Desde então, o número de denúncias cresce vertiginosamente, levando o Ministério Público de Goiás a anunciar uma força-tarefa para receber relatos e depoimentos das pessoas atingidas. Por outro lado, as denúncias levaram a uma queda no movimento da Casa. Segundo os que nela trabalham, a queda foi de 50%.

Se verdadeiros os relatos publicados pela imprensa, o curandeiro espírita João de Deus (agora João do Diabo), com 76 anos, está realizando o milagre de transformar sua fama de “santo” em criminoso abusador de mulheres.

De acordo com uma série de denúncias, surgidas a partir de uma reportagem da Globo, João de Deus teria usado de sua influência para aproximar-se de seguidoras e abusar sexualmente delas.

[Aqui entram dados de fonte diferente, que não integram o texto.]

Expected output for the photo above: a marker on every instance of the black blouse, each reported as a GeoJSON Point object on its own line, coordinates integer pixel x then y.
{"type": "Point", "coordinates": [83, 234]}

Pelo visto, João do Diabo fazia o diabo com as mulheres. Estuprou mais que o médico Roger Abdelmassih, condenado a 81 anos de prisão.

Em uma das reportagens sobre o assunto, uma mulher afirmou que, aos 26 de idade e grávida, foi abusada pelo médium. "Era uma energia boa, tinha uma corrente de coração", disse ela sobre o motivo de ir ao centro do curandeiro.

O médium chamou-a para um “atendimento particular” e mandou-a fechar os olhos. “O que estamos fazendo aqui é uma entidade que te possui sexualmente”, teria dito ele. “Esse contato é para que essa entidade mostre a cara dela”, Segundo a paciente, “você não tem força de discutir com ele”. A cara mostrada não era da entidade, mas de João, que até foi preso novamente.